Rafah border crossing, Gaza-Egypt border – For many Palestinians living under heavy Israeli bombardment, Egypt’s limited opening of the Rafah crossing with Gaza provided a small glimmer of hope.
After nearly a month of closure, Egypt opened Gaza’s main gate to the outside world, but travelling was restricted to medical patients and people seriously wounded by Israeli air strikes, which are now entering their fourth day.
Gaza’s Interior Ministry announced that Palestinians holding Egyptian passports would also be eligible to leave through Rafah.
But people rushed to the crossing in the hundreds anyway on Thursday, including many who were not allowed to cross. Palestinian police officers shut the metal-iron gates to control the exit of travellers, and provide easy passage to ambulances carrying patients.
At the gate, women, children and men were screaming at the security officials, trying to push themselves through a narrow space, as the gate was not fully closed.
Ahmed Daghma, 24, was among them. Though he has no Egyptian passport, he said he was desperate to leave.
My mother calls me crying every hour, worried about my life.
“I finished my studies here and want to go back to reunite with my family in Saudi Arabia,” Daghma told Al Jazeera. “My residency will expire by the end of the month and then I won’t be able to renew it.”
Daghma said he had been trying to leave Gaza for more than a month, but large numbers of would-be travellers – more than 10,000, according to the Interior Ministry – meant he couldn’t get out the last time the crossing was open in mid-June.
“My mother calls me crying every hour, worried about my life. I try to comfort her and say it’s alright in our area, but she knew of an airstrike near our home,” he said.
Khadra Abdul Razeq, 37, was crying in the crossing’s departure hall.
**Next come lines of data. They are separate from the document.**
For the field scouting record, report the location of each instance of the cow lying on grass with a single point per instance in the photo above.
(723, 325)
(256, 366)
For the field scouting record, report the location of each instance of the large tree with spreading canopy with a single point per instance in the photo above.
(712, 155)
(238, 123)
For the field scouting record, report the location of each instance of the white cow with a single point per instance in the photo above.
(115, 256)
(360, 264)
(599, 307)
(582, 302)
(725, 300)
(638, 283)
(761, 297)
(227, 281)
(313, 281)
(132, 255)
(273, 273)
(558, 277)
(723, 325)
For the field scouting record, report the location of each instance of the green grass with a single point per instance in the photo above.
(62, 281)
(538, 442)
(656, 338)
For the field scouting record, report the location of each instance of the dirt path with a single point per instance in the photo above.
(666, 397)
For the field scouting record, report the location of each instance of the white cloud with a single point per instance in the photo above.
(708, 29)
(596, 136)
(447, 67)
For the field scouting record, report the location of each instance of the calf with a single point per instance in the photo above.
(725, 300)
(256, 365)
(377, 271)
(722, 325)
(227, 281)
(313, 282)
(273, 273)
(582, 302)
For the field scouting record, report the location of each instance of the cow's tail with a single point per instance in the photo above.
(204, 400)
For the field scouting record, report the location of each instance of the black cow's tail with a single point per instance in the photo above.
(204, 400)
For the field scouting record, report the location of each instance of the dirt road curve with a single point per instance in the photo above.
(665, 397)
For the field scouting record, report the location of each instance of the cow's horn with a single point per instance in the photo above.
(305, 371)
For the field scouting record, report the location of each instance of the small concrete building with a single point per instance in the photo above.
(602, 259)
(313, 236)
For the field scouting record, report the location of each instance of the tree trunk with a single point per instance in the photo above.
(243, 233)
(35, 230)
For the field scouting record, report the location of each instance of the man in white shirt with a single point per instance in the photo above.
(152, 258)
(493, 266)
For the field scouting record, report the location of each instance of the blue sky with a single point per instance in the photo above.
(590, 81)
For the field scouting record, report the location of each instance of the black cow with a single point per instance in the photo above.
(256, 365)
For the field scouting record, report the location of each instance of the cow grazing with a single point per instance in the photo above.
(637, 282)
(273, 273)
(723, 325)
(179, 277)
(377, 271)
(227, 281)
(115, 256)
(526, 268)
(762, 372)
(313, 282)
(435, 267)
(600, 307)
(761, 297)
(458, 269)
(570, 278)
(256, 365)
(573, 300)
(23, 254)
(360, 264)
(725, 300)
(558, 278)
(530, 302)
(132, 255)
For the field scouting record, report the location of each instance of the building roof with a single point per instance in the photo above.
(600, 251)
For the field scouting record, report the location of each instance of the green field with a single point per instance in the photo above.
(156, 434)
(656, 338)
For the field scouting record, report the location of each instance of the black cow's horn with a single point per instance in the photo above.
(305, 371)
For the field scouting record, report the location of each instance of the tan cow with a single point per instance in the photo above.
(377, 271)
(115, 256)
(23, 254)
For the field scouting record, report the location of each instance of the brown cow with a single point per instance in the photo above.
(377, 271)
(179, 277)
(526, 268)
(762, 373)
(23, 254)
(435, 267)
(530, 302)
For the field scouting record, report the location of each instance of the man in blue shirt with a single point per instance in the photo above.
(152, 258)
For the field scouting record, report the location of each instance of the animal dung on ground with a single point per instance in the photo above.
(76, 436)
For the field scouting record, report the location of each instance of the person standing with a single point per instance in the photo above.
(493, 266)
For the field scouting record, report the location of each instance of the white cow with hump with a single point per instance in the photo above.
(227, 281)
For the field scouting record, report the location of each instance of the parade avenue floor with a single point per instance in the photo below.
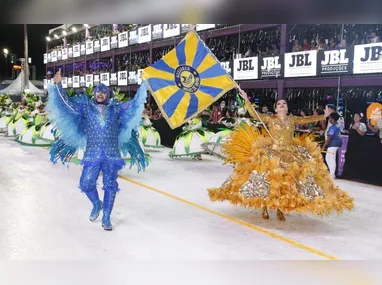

An Egyptian citizen, she was eligible to travel with her two children, but had to leave her husband behind because he only has a Palestinian passport.
“We live in al-Burij [refugee camp in central Gaza]. The bombings damaged our house’s windows and doors. We don’t sleep. This is not a life,” she said.
Khaled al-Shaer, director of the Palestinian side of Rafah crossing, said he was unsure how long the crossing would remain open.
‘It might be closed tomorrow, but from our side, we are fully prepared to work at full capacity every day and can handle all the numbers of travellers,” he told Al Jazeera.
At the last point of the crossing, in front of the Egyptian gate, three ambulances carrying wounded people were waiting to cross on Thursday. Fatma Al-Naqib, 38, lay in one of them, her head wrapped in a white bandage. Her mother sat beside her, feeding her some water.
Fatma suffered from a shrapnel injury that caused fraction in the skull, her brother told Al Jazeera. “This happened after [an] F16 struck near our house,” Rajab said.
Gaza’s interior ministry said that only 11 wounded Palestinians made it out of Gaza through Rafah crossing on Thursday.